Background technology
UGT is the phase II metabolic enzyme that is positioned on endoplasmic reticulum, and it can strong aglycone and glycosyl donor glucuronic acid (UDPGA) combination of catalysis lipotropy, thereby increases the polarity of lipophilic substrate.Most compound (endogenous material such as bile acid, bilirubin, steroid hormone, alkamineses; Exogenous material such as composition of food, medicine, environmental toxin, carcinogen etc.) the Glucuronidated product be the metabolism inactivation reaction, and water miscible increase is conducive to it from urine and bile discharge.Existing bibliographical information, the expression of UGT and function are subjected to the regulation and control of nuclear receptors PPAR's α.Therefore, PPAR α-UGT path is considered to the detoxification pathways of classics of body.
Inflammatory bowel (IBD) comprises that Crohn disease (CD) and ulcerative colitis (UC) are a kind of and heredity, environment, Ia chronic intestinal tract disease.The IBD patient of 10%-30% is disorderly with liver and gall diseases and bile acid homeostasis, but pathogenesis is not clear.Epidemiological study shows the occurred frequently closely related of IBD and colorectal cancer (CRC), and the risk that patients of ulcerative colitis is suffered from colorectal cancer is up to 10 times of normal population, and this risk increases gradually along with course of disease time and the intensity of enteritis.Most IBD patients show effect repeatedly, protracted course of disease, and wherein the considerable part patient is because developing complications operative treatments such as needing liver transplantation.The IBD course of disease time is long and be difficult to radical cure, and most patient IBD need take the medicine of steroidal anti-inflammatory medicine and immunosuppressant class throughout one's life.But due to selectivity and the specific restriction of said medicine, inevitably can damage patient's immune protection capability in the treatment disease, cause patient's anti-infection ability to descend, the danger of malignant change increases.Therefore, be badly in need of verifying clinically the pathogenesis of IBD, find new treatment target spot, research and development are medicine more safely and effectively.

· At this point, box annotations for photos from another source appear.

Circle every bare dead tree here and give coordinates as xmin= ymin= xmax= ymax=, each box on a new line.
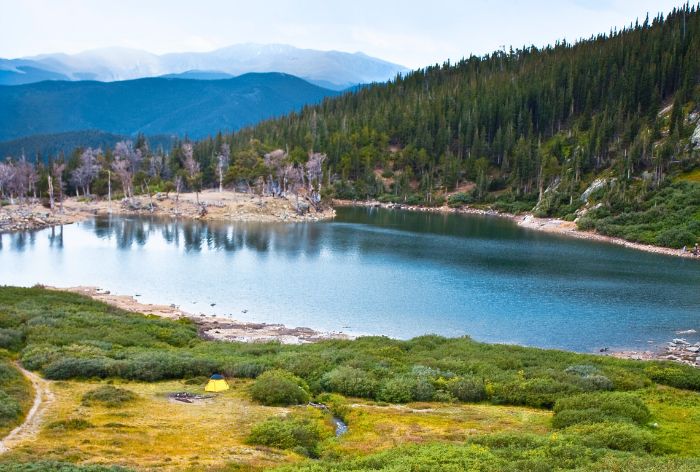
xmin=0 ymin=159 xmax=15 ymax=204
xmin=264 ymin=149 xmax=287 ymax=197
xmin=112 ymin=141 xmax=142 ymax=198
xmin=216 ymin=143 xmax=231 ymax=193
xmin=175 ymin=175 xmax=182 ymax=215
xmin=46 ymin=173 xmax=54 ymax=211
xmin=182 ymin=143 xmax=201 ymax=206
xmin=51 ymin=162 xmax=66 ymax=213
xmin=306 ymin=152 xmax=328 ymax=205
xmin=71 ymin=148 xmax=102 ymax=196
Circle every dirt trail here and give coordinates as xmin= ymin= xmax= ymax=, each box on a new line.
xmin=0 ymin=365 xmax=54 ymax=455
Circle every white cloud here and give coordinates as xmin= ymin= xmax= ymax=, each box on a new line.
xmin=0 ymin=0 xmax=681 ymax=67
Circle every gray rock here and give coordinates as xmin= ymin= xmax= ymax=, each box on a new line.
xmin=690 ymin=122 xmax=700 ymax=149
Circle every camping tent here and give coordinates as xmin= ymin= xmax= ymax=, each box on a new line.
xmin=204 ymin=374 xmax=229 ymax=392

Bile acid is important endogenous signaling molecule in body, the multiple physiological reactions such as mediation lipid absorption, cholesterol decomposition, energy metabolism and inflammatory reaction.But the damage of the bile acid long term exposure trigger cell of high concentration and tumor generate, therefore in body, the bile acid concentration needs monitor closely.In gallbladder silt patient's urine, the glucuronide conjugate of bile acid can raise 4 to 50 times and not wait, and the bile acid that exists with the glucuronide conjugate form in urine accounts for 35% of TOTAL BILE ACID TBA.It is reported, UGT is the important metabolisable form of bile acid, is also unique deactivation mode.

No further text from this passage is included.